When it opens in August, Grape Leaves will be the third butcher in the Coolidge Corner and JFK Crossing neighborhoods, moving in just across from the well-established Butcherie, which is kosher but not glatt, and down the street from a new Meat House on Beacon Street.

And while Naggar doesn't want Grape Leaves to be seen as a "Kosher Only" shop, he says his glatt offerings are what's going to set him apart, attracting a niche market of customers – likely orthodox Jews – who probably wouldn't shop at the other butchers anyhow.

Though technically used only to refer to animals inspected to ensure that their lungs are free of defects, the term glatt is now commonly used as more of an "all purpose" word for kosher supervision, according to kosher food writer Jonathan Abbett.  And while kosher products have become popular among Gentile foodies looking for higher quality food in recent years, Abbett said he doesn't expect glatt products, which must meet different standards of certification, to get caught up in the same trend.

"It's become more of a mainstream thing where people might look to kosher products because they think it's healthier or cleaner or tastier," said Abbett, a Brookline resident who founded the Kosher Blog. "Glatt is still something of a niche, because it's typically even more expensive than plain kosher, so anyone who is just curious might be driven away by the even higher costs."

But Abbett agrees that Grape Leaves is likely to fill a gap left in Brookline's close-knit kosher community when Beacon Kosher, a glatt butcher in Washington Square, closed down five years ago.

Since then, Gordon & Alperin in Newton has been the only glatt butcher in the Boston area, though Brookline offers a variety of glatt restaurnts, and some grocery stores and butchers offer frozen or prepackaged glatt meat, as do delivery services like Specialty Provisions.
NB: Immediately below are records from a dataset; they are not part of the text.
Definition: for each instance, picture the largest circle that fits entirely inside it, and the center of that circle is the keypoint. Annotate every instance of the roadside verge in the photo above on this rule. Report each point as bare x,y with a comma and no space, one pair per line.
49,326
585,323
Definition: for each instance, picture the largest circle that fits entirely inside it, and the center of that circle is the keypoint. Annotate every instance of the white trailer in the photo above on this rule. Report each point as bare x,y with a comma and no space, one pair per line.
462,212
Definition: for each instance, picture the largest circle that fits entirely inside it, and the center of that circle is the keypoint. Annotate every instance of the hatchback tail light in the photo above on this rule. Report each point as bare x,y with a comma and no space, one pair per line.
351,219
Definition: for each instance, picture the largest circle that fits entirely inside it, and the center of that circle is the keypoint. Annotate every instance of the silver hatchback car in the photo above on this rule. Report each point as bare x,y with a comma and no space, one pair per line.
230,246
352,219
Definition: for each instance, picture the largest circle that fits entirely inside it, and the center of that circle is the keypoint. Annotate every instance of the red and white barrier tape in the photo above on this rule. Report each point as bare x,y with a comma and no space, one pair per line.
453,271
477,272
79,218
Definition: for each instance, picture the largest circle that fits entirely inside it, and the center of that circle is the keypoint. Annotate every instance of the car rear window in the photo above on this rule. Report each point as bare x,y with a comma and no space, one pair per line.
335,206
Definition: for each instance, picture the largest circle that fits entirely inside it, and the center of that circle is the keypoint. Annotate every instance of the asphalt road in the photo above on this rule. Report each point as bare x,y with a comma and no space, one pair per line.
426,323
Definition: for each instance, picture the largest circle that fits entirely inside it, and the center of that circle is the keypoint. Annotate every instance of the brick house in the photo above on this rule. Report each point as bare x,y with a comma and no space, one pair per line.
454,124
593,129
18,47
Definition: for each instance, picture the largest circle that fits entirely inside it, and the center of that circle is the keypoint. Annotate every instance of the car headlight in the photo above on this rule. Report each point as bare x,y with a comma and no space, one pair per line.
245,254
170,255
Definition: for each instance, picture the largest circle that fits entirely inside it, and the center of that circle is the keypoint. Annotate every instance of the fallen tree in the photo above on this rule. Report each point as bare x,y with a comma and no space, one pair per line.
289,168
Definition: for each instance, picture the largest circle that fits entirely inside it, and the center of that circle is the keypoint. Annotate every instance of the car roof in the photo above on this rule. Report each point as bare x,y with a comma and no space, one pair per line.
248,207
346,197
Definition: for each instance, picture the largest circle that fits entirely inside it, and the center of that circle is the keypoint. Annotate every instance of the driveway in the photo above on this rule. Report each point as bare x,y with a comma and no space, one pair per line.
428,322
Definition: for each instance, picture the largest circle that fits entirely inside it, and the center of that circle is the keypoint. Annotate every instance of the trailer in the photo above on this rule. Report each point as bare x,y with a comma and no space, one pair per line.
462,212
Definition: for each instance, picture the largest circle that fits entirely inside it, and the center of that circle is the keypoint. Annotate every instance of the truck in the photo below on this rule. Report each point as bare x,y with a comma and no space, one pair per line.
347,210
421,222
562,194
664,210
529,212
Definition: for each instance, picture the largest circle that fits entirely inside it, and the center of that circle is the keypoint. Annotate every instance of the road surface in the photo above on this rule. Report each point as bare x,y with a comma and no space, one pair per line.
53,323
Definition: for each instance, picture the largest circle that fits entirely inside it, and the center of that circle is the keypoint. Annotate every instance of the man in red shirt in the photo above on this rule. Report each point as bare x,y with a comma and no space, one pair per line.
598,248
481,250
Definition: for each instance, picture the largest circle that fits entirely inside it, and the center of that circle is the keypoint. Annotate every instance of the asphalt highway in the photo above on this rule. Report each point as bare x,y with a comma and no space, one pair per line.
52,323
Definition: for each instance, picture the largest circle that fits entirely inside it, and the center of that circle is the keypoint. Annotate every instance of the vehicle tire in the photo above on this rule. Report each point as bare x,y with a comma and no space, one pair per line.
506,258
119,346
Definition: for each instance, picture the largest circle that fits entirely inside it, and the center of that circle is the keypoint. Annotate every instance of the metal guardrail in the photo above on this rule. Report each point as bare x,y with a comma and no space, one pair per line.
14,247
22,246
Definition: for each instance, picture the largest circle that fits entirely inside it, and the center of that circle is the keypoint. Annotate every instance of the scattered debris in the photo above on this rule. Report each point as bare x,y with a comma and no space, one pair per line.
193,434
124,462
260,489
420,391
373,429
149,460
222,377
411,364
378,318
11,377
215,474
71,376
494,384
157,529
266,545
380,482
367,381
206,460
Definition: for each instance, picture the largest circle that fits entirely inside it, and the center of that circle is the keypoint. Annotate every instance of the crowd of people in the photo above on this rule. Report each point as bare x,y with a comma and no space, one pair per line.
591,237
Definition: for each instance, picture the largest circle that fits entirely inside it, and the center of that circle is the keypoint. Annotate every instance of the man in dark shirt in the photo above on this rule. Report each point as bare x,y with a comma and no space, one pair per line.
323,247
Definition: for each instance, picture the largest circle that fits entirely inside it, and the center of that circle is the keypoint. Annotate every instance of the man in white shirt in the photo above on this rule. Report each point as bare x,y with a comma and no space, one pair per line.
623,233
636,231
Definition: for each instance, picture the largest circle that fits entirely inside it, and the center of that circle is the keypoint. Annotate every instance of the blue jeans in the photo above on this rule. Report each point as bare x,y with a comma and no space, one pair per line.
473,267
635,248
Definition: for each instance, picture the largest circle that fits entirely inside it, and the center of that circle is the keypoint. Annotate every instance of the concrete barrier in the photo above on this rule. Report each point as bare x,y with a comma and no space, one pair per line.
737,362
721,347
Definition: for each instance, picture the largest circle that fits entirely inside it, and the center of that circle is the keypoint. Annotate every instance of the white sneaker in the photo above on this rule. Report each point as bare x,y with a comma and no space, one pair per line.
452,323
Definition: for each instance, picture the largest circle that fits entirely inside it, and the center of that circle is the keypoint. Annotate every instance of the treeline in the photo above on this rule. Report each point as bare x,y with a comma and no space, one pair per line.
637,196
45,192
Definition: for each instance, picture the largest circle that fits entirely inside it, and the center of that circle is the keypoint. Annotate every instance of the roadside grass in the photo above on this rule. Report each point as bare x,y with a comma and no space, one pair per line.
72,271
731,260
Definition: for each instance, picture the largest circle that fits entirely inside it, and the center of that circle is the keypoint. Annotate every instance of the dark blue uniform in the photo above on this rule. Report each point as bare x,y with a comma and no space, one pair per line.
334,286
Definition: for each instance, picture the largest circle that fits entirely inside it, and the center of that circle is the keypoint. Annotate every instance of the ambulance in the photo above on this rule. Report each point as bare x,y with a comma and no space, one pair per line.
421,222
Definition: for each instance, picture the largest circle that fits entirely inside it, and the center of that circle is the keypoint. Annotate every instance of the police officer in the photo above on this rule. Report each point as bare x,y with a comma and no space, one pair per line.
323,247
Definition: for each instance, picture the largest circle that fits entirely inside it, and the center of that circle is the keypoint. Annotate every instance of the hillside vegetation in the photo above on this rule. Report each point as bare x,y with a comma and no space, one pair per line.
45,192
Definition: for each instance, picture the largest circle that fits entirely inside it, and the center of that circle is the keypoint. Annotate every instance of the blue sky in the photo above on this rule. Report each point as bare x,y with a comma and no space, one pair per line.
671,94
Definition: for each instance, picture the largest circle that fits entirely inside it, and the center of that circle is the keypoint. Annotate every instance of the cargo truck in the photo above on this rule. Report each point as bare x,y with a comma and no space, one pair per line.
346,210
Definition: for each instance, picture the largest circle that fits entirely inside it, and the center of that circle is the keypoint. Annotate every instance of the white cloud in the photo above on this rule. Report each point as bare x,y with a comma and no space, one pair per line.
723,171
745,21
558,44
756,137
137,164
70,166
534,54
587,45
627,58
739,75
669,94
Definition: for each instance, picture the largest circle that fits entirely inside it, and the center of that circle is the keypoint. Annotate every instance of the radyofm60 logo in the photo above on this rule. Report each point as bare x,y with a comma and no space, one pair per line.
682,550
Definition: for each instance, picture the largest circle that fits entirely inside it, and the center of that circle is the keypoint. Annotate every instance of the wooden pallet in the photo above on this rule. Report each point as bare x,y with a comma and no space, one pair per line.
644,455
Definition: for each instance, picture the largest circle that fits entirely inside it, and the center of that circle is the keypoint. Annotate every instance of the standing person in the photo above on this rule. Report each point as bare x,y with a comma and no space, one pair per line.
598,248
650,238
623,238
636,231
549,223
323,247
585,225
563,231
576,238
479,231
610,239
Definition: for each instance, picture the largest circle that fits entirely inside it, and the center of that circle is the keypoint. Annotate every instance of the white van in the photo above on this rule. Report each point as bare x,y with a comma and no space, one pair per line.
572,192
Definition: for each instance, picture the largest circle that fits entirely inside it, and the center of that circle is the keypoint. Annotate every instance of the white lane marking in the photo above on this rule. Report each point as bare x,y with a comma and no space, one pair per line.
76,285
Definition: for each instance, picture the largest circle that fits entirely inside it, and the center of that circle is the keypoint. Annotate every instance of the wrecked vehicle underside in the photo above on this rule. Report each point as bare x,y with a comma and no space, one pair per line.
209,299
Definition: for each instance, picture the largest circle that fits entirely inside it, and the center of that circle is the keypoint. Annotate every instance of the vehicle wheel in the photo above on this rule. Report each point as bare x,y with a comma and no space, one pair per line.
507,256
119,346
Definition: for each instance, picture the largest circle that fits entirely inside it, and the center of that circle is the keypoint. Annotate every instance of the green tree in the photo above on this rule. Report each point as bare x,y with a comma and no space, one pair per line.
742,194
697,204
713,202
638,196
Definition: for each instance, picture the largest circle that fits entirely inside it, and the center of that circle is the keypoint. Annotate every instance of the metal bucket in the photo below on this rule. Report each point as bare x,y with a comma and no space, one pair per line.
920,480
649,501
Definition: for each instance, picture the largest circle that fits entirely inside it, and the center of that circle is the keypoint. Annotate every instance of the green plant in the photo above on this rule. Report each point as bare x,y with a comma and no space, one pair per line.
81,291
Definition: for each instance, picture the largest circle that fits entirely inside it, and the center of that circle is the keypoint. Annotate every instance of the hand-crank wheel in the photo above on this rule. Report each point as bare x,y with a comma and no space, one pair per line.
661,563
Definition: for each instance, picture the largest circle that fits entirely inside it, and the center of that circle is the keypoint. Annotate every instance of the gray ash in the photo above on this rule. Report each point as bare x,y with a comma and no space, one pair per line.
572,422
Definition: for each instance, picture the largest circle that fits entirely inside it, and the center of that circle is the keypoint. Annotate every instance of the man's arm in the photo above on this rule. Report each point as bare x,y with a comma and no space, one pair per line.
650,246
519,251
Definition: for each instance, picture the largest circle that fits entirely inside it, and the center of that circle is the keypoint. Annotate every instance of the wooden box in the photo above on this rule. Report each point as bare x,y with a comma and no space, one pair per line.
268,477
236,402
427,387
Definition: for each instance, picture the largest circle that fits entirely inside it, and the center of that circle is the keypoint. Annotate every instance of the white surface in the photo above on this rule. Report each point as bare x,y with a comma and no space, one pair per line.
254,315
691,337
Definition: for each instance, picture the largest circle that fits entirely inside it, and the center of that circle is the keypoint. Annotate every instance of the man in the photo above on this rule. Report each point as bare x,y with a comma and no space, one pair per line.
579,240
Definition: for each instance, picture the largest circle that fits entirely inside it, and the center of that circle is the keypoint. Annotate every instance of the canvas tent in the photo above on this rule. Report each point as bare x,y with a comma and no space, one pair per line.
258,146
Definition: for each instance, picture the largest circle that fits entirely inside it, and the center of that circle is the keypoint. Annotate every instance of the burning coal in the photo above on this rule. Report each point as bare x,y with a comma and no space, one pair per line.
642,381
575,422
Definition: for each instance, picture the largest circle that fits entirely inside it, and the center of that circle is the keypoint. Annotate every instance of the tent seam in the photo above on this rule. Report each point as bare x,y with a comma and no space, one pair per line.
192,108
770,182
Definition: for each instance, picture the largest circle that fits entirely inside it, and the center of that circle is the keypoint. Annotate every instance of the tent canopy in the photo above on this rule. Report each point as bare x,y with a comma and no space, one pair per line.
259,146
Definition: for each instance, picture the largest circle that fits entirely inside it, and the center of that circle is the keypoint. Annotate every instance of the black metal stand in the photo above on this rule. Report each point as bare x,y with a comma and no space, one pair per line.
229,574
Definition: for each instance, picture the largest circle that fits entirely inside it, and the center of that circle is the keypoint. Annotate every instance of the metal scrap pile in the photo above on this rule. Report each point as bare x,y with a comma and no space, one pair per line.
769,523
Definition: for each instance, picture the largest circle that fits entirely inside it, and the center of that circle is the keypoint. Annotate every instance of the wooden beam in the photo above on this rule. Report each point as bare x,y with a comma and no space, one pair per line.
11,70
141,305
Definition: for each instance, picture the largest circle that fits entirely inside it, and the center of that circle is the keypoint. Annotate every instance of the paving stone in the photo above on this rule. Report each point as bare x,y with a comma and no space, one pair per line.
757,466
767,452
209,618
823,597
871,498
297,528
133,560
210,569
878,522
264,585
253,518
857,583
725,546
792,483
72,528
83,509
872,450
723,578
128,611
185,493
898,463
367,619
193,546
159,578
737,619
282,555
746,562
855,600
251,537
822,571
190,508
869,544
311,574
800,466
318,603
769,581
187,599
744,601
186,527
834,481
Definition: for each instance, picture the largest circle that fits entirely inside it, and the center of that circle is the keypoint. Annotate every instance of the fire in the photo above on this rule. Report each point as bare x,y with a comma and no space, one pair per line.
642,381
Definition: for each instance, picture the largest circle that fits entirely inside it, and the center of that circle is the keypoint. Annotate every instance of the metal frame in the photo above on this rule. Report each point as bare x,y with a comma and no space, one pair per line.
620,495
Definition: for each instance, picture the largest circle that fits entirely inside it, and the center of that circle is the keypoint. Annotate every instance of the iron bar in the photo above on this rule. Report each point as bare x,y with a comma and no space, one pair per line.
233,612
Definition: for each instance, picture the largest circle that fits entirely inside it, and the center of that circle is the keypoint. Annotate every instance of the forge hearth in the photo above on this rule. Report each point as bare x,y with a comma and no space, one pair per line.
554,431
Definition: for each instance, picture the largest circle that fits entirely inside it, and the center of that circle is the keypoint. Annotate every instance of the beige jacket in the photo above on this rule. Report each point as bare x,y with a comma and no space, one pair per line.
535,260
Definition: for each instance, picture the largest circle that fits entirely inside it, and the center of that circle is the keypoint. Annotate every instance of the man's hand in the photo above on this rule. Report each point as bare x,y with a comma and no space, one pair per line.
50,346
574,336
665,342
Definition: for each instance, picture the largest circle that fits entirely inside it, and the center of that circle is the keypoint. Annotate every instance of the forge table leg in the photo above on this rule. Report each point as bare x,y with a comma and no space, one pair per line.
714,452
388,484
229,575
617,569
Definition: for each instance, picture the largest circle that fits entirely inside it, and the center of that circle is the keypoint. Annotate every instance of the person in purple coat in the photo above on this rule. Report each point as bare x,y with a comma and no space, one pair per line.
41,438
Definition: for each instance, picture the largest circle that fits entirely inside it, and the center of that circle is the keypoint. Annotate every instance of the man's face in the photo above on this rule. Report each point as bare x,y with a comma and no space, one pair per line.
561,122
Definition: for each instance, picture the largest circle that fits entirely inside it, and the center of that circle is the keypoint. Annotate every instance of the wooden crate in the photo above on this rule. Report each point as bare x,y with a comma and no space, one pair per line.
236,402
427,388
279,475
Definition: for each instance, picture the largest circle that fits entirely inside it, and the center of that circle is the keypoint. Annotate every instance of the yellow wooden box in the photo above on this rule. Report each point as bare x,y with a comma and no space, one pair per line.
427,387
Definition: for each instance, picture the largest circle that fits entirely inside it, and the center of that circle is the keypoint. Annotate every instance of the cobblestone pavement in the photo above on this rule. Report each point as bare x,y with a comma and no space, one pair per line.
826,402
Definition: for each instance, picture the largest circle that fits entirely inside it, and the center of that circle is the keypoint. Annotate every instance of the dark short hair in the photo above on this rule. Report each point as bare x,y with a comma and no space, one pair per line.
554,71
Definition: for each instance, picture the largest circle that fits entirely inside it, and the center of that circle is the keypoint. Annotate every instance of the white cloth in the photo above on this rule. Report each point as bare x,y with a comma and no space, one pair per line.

But many people simply load up on meat from glatt butchers in New York.

"I know a number of people who fill up big coolers when they go to New York," Abbett said.

Though getting the certification and equipment necessary for a glatt butcher shop was a challenge, Naggar said confident that it's what Brookline needs.

"It's not the pashut, as they say in Hebrew, it's not an easy thing that anybody can do," he said. "We felt the need was there for the community – I couldn't see the town go with out a glatt kosher butcher."